Writing to a new friend about the journey he’s just beginning

Last week I mentioned an email from a fellow who has just started reading this blog. While I’m always glad to discover someone new who’s visiting here, I wonder what my current posts mean to them. Evelyn and I are likely at a different stage than they are. So I encourage them to go back and read earlier posts.

I decided to follow my own advice, and as I skimmed through posts from a year or two ago, I realized how my perspective has changed. Evelyn’s decline is constant, but the daily disruptions to our life together are past. We’re not really together now that she’s moved to the memory care community. Now I’m faced with making a new life. Then I was futilely trying to keep hold of the old.

The letter from this new friend prompted me to tell him some conclusions I’ve come to in the six years or so we’ve been dealing with Alzheimer’s (and later Parkinson’s). Last week I promised to post here what I wrote him.

His note described his wife’s activities, and they are typical of an early stage of the disease. But he’s wondering how long it will drag on, he said. “It surprised me how quickly I became a caregiver after diagnosis,” he added. And he confessed he feels guilty about such thoughts.

I thanked him for his email and then wrote more:

Seize the day

First: You are so fortunate to know that your wife is sick long before the illness becomes debilitating. Take full advantage of these months and years! Travel. Eat out. By all means get together with friends. It seems that social interactions can slow the progress of the disease, and you may find it a lifeline. It certainly has been that for me. Enjoy church and your favorite TV shows together. Do everything with each other you can while you still can.
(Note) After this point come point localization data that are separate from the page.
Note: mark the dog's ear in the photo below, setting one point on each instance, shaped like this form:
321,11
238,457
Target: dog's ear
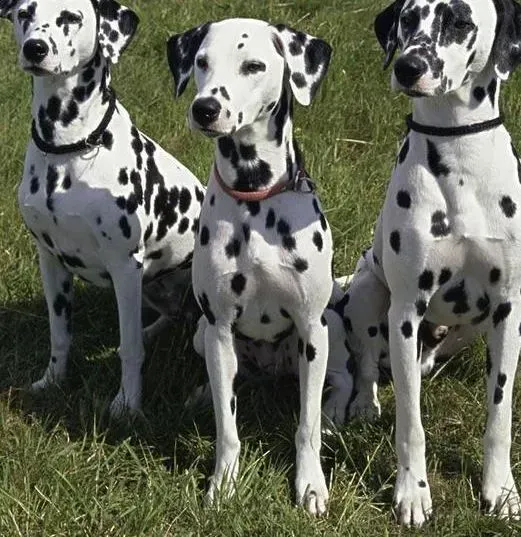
6,8
307,59
181,51
506,51
386,29
117,27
You may be blessed to enjoy these shared activities for a long time. But likely you will be forced to say (again and again), "Well, we can't do that any longer." Each of those realizations is another loss, and each is painful. So take hold of what's important to the two of you before it slips away.

Claim your mission

Second: I resonate with your surprise at becoming a caregiver. I confessed my own surprise in the second post at my site, almost three years ago. That was three years after our confirmed diagnosis.
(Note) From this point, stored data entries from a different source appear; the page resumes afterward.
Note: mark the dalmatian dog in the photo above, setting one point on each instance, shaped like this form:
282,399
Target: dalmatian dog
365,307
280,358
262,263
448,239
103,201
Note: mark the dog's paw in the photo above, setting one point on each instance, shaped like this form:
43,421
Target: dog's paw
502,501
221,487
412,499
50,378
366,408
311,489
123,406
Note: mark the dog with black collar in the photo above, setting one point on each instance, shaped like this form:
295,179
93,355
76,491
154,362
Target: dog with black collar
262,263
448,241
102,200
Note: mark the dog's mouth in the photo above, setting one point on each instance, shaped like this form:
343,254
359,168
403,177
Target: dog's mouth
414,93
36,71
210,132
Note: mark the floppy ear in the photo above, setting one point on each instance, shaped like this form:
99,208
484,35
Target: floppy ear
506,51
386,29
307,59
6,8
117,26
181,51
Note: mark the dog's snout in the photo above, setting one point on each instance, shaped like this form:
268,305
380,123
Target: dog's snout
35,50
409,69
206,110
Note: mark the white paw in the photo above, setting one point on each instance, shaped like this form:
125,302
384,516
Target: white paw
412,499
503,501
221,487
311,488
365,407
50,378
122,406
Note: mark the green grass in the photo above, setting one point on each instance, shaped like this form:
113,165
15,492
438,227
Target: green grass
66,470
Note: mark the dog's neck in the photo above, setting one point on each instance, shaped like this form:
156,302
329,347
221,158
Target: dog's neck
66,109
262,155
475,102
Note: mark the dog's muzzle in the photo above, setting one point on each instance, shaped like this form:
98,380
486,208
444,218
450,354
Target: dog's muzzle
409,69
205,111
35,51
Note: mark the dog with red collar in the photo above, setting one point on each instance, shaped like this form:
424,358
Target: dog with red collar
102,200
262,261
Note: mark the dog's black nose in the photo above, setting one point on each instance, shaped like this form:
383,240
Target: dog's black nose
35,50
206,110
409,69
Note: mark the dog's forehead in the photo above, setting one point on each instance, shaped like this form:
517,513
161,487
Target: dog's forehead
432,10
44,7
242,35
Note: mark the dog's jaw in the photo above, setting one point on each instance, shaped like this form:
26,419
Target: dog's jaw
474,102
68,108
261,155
I tried to involve Evelyn in activities and duties around the house, but her ability or willingness to tackle them slowly, slowly faded away. It took me a long time not to think of our kitchen as her kitchen, not to prod her to finish the laundry, not to ask her to choose what she would wear.

She ignored me sweeping the living room or fixing dinner; at first I resented that, and then it just made me sad. "Caregiver" isn't a label any of us seeks. I understand.

I did decide that caregiving had become my mission. (See another early post.). It wasn't the calling I anticipated for myself, but it was the one God had laid before me. I said I had accepted it, but I'm not sure I did.

Move forward

Third, do not feel guilty about wondering what the future holds. If you weren't thinking about the future, your friends would worry about you.

I, too, quietly consider how long Evelyn will live with her terrible diseases, how old I'll be if she survives five more years, how I'll feel when she passes. I think I'll be gut-punched with grief. And relieved.

It's impossible not to think about what your life would be like if she weren't sick. Or what it will be like if someday you're not caring for her. 

I'd suggest you consider such thoughts when they come, and then put them aside and get on with the duties of the day. Denying your feelings will only make them fester in an unhealthy way. But wallowing in grief blinds us to the opportunities around us.

And when you're on your hands and knees, cleaning up a mess on the kitchen or bathroom floor, just ask God for strength, and try to muster feelings of gratitude that you get to serve your wife as if you were serving Jesus himself. I decided that "Alzheimer's patient" can fit into his category "the least of these." Sometimes that helped me keep going.

I'll pray for you today and look forward to staying in touch with you. Each story fits a pattern, but follows a different script. I'll appreciate whatever you can share with me about yours.